The most interesting part of the book is the second half. Here Lebergott unloads reams of government statistics and calculations to chart the path that American consumption has takenin a wide range of products and services: food, tobacco, clothing, fuel, domestic service, and medicine—to name o nly a few. Two themes emerge strongly from these data. The first, not surprisingly, is that Americans were far better off by 1990 than they were in 1900. And the second is that academic critics—from Robert Heilbroner, Tibor Scitovsky, Robert and Helen Lynd, and Christopher Lasch to Juliet Schor, Robert Frank, and legions of others—who’ve censured the waste and tastelessness of much of American consumerism have simply missed the point. Okay, okay, money can’t buy happiness, but you stand a better chance than with penury.

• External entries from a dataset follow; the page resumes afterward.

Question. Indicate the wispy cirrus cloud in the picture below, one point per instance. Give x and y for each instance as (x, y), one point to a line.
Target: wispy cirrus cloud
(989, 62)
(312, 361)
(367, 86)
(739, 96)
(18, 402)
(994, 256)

The cultural pessimists counter that it may be true that materialism offers a temporary palliative against the anxiety of emptiness, but we still must burst joy’s grape. Consumption will turn sour because so much of it is based on the chimera of debt. Easy credit=overbuying=disappointment=increased anxiety.

This is not just patronizing, it is wrongheaded. As another economist, Lendol Calder, has argued in Financing the American Dream (1999), debt has been an important part of families’ financial planning since the time of Washington and Jefferson. And although consumer debt has consistently risen in recent times, the default rate has remained remarkably stable. More than 95.5 percent of consumer debt gets paid, usually on time. In fact, the increased availability of credit to a growing share of the population, particularly to lower-income individuals and families, has allowed many more "have nots" to enter the economic mainstream.

There is, in fact, a special crippling quality to poverty in the modern Western world. For the penalty of intractable, transgenerational destitution is not just the absence of things; it is also the absence of meaning, the exclusion from participating in the essential socializing events of modern life. When you hear that some ghetto kid has killed one of his peers for a pair of branded sneakers or a monogrammed athletic jacket you realize that chronically unemployed poor youths are indeed living the absurdist life proclaimed by existentialists. The poor are the truly the self-less ones in commercial culture.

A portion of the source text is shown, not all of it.